Спускаясь по устланной коврами лестнице в комнату Альфонсо, она думала: "Вот я и добилась своего, он полюбил меня", – и прежние ее страхи рассеивались, как легкая дымка под лучами летнего лимского солнца. Она позабыла набросить халат и шла в одной ночной сорочке черного шелка: казалось, что ее белое, пышное, еще упругое тело невесомо парит в полутьме, время от времени прорезаемой фарами проносившихся под окнами машин. Ее длинные волосы были распущены, и она не сняла надетые к приходу гостей кольца, серьги и ожерелье.

Из-под двери детской – ну, конечно, Фончо всегда читает допоздна! – пробивалась полоска света. Донья Лукреция чуть слышно постучалась и вошла. В желтоватом свечении, окружавшем лампочку ночника, над томиком Александра Дюма она с трепетом увидела лик Младенца Христа.
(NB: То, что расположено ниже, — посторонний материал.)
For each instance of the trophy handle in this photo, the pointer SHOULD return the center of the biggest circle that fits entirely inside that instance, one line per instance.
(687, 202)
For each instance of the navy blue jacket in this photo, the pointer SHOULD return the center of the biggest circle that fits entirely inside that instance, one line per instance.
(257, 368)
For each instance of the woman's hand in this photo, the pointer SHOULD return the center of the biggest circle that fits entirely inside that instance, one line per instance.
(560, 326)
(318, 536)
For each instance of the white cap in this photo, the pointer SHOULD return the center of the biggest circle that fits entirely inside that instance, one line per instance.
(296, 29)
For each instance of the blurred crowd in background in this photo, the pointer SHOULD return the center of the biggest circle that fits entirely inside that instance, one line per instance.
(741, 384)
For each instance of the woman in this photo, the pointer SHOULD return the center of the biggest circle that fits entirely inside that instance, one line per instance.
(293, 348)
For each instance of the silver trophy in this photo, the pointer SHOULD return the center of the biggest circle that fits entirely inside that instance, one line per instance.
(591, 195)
Спутанные золотистые локоны, полуоткрытый от удивления рот с двумя рядами белоснежных зубов, большие голубые глаза, напряженно всматривающиеся в темноту за порогом. Донья Лукреция, не шевелясь, с нежностью разглядывала мальчика. Как он мил! Настоящий ангелок или паж, сошедший с одной из тех галантных гравюр, которые ее муж хранит за семью замками.

– Это ты?

– Какое милое письмецо ты мне написал, Фончо. Право, лучшего подарка ко дню рождения я никогда не получала.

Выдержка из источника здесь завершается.